Announcing our new Impacts and Implications programme lead, NIWA climate scientist Andrew Tait


We’re pleased to announce that Andrew Tait, principal climate scientist at NIWA, has taken on the role of Impacts and Implications programme lead. In this short interview, we asked Andrew about his vision for the job, and for the broader challenge of climate adaptation in New Zealand.

Tēnā koe Andrew. You bring years of experience, as a principal climate scientist at NIWA, to this role. Can you talk a bit about how your work as a climate scientist has led you to be interested in the question of adaptation?

Over the last two decades I’ve been involved in numerous climate change assessments for New Zealand and in the Pacific. These projects have focussed on producing climate change projections and then considering the implications and modelling the impacts of these climate changes. This has been fascinating work and is fundamental research for building up our collective understanding of what might lie ahead. Of course, this work is ongoing in the Deep South Challenge and I am thrilled to be involved in shaping this research. Adaptation is the ultimate goal of this work, because only through adaptation will we minimise the impacts and continue to prosper.
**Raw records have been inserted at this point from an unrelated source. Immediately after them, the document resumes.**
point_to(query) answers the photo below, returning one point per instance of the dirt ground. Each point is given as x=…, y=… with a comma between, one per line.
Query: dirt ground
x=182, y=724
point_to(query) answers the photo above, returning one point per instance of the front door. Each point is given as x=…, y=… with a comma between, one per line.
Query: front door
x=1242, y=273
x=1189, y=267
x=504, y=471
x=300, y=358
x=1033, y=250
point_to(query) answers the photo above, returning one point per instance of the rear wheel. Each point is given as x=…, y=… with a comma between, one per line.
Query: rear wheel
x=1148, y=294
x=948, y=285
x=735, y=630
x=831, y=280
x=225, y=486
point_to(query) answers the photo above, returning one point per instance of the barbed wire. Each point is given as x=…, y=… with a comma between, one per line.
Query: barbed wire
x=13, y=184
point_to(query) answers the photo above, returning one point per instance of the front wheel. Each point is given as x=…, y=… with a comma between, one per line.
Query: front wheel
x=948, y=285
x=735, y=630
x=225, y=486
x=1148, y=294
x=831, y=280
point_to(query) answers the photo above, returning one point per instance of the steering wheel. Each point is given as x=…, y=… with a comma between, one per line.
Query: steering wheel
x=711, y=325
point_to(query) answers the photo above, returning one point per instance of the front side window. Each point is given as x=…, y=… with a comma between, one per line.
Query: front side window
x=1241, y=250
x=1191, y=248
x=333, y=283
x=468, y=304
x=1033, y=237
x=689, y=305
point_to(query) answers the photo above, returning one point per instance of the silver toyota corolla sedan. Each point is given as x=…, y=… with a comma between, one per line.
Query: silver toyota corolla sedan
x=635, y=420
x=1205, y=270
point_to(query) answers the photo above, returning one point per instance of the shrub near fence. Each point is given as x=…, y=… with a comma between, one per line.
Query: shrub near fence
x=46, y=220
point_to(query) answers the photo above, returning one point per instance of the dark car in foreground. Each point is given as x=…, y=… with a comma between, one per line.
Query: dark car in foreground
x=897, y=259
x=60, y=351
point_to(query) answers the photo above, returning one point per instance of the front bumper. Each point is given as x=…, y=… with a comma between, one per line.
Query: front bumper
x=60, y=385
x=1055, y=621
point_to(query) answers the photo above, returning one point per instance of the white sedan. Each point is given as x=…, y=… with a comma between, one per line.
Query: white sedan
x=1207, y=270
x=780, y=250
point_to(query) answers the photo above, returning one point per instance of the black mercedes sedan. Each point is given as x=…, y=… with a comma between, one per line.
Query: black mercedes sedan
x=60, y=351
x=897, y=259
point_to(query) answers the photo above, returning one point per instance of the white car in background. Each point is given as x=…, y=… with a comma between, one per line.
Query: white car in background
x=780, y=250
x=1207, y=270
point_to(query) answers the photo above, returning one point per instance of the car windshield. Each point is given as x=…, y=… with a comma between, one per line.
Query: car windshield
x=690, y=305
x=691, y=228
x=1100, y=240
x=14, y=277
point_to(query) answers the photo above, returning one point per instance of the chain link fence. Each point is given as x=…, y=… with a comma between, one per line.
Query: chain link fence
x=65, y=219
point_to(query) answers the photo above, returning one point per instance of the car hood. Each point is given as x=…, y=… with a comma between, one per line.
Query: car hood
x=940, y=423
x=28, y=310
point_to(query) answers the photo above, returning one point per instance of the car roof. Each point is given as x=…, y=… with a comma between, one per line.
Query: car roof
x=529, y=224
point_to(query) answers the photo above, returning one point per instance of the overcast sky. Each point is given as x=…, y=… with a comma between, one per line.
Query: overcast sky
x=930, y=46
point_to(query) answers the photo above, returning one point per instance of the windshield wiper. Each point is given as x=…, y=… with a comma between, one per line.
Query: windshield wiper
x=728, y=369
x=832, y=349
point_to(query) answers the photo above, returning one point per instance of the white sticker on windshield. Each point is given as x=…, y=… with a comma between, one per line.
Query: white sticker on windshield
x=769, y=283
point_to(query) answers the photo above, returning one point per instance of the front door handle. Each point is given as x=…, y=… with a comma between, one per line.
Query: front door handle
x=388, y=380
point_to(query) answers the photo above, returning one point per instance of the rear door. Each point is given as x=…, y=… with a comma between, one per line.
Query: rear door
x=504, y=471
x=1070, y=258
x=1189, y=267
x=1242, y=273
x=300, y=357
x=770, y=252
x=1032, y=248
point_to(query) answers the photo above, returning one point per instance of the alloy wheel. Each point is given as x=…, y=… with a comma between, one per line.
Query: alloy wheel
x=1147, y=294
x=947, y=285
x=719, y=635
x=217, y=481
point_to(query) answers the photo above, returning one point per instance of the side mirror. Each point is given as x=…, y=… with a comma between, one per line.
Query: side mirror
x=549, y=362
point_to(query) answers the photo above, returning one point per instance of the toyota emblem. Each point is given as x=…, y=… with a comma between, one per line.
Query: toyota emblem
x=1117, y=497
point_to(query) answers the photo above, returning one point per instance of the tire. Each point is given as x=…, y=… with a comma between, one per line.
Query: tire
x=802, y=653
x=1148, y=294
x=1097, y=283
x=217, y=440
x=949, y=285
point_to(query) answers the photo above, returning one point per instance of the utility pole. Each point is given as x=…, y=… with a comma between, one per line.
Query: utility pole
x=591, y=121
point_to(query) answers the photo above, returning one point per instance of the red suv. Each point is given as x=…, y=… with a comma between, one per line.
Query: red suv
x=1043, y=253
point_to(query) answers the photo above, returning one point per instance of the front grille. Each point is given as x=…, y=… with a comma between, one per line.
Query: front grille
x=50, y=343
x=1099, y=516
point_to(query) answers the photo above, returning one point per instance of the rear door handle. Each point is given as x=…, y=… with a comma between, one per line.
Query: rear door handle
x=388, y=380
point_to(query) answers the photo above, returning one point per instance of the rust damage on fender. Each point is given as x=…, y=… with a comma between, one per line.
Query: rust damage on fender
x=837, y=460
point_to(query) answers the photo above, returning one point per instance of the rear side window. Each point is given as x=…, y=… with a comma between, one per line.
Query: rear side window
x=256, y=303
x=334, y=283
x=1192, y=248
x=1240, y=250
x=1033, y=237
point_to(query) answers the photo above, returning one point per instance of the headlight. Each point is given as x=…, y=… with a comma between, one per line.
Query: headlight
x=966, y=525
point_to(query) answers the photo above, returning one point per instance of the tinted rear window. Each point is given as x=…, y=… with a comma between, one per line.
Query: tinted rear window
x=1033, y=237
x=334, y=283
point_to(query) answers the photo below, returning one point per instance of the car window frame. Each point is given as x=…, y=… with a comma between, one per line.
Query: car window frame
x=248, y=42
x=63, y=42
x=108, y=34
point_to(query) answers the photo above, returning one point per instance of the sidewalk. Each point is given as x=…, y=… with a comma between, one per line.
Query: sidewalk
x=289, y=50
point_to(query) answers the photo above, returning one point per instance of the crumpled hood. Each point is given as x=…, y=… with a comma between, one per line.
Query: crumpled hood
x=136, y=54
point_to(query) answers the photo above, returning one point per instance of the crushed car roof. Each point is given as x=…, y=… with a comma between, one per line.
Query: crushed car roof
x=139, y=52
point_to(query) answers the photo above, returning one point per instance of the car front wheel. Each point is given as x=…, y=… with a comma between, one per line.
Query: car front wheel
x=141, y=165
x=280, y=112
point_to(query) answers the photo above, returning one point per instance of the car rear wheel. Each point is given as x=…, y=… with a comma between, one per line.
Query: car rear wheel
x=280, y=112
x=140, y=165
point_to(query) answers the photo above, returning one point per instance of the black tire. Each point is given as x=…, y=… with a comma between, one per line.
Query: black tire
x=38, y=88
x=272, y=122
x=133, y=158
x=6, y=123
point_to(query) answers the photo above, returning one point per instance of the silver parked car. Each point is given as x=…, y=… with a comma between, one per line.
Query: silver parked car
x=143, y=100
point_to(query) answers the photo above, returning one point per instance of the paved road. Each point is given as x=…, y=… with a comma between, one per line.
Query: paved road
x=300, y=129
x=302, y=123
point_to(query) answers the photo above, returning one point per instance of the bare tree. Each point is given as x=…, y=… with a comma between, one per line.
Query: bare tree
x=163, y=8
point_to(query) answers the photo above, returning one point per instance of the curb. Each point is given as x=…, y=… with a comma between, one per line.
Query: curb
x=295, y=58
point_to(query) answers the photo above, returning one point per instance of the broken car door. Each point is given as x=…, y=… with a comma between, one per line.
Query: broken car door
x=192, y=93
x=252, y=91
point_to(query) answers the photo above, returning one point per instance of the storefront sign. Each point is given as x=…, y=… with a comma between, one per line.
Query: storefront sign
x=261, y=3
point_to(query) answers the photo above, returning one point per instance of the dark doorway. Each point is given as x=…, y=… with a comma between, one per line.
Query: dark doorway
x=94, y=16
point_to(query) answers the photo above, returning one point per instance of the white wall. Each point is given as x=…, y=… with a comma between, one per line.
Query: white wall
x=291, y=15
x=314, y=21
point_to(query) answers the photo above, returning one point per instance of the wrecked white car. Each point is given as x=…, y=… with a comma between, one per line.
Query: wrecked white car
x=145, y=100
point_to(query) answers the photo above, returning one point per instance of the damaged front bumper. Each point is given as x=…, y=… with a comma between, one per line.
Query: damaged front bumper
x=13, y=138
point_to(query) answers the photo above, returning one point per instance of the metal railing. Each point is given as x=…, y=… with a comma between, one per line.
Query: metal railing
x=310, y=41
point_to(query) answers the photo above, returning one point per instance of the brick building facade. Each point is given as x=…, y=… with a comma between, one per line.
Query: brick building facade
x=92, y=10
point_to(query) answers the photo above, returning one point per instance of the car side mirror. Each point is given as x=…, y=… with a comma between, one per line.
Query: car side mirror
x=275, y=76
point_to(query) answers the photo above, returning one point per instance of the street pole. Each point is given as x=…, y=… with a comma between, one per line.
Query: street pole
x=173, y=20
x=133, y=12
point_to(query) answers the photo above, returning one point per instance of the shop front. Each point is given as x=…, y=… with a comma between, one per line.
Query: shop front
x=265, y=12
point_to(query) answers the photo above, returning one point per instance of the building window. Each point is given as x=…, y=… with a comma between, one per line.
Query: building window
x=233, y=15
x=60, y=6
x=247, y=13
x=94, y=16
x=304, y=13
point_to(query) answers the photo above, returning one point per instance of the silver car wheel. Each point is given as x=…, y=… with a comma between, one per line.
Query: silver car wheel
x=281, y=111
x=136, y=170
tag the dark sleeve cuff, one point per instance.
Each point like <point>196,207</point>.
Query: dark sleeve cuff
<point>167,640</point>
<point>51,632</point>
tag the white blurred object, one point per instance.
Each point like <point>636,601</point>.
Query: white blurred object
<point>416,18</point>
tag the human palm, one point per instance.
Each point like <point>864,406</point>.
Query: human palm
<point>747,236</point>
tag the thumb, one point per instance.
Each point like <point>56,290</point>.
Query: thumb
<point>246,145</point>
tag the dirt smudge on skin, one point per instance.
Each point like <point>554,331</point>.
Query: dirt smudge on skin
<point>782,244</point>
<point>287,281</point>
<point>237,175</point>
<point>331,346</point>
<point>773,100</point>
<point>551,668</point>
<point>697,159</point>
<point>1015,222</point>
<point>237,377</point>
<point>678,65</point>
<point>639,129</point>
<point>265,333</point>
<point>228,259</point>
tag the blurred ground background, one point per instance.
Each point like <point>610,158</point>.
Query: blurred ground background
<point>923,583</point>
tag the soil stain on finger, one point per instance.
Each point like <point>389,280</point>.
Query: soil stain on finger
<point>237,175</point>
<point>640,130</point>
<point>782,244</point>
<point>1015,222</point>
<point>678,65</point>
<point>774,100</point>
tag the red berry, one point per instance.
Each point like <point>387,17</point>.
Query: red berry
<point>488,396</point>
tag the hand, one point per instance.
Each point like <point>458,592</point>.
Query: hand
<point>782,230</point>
I see that adapting to climate change is a people problem, as much as or even more than it is a problem for physical science. I’ve worked alongside social scientists for many years and am excited about exploring different parts of the adaptation problem using social science methods and theories.

This moment in time is unique – we’re seeing the conversation about how to slow or stop climate change come alive in the mainstream. We’re still, however, lagging internationally on the issue of climate adaptation. What excites you about the climate impacts and adaptation work happening in the Deep South Challenge?

There is a clear focus on working with end users and stakeholders in the Deep South Challenge, which is a vital component of adaptation. In fact, it is the single most important factor because adaptation options must be tailored to stakeholders’ needs. Working with stakeholders in a research co-development framework is incredibly exciting and I am really looking forward to producing some really useful outputs that are immediately applicable to a wide range of New Zealanders.

As a National Science Challenge, the Deep South Challenge can’t focus on all climate impacts or on all aspects of climate adaptation. What role do you see our Challenge as having in helping to gain traction on such a complex and intractable issue.

The Deep South Challenge is part of a wider research landscape on climate change impacts and adaptation in New Zealand. It is extremely important for the research performed in the Challenge to inform and be informed by this wider effort, including international studies. I agree that the issue is complex, but I don’t think it’s intractable. Together we can build a collective capability to be prepared for the impacts of climate change. If we plan well, together we can and will adapt.

The Deep South Challenge is starting to transition into its second five years of operation. We’re trying to support joined up thinking on climate adaptation, and to fill some critical research gaps. What do you think the Challenge should hope to have achieved at the end of its 10-year mission?

I am fully supportive of the direction the Challenge is going in and I’m grateful to have an opportunity to work with such talented people. Over the remaining years of the Challenge, I want to see demonstrable evidence of people making climate change adaptation plans based on the best available information. I hope even to see some people begin to implement these plans alongside a robust process of monitoring and evaluation. To me, this will represent the ultimate success for the Challenge. But most of all it will mean that New Zealand is well on the way to becoming a climate-resilient nation.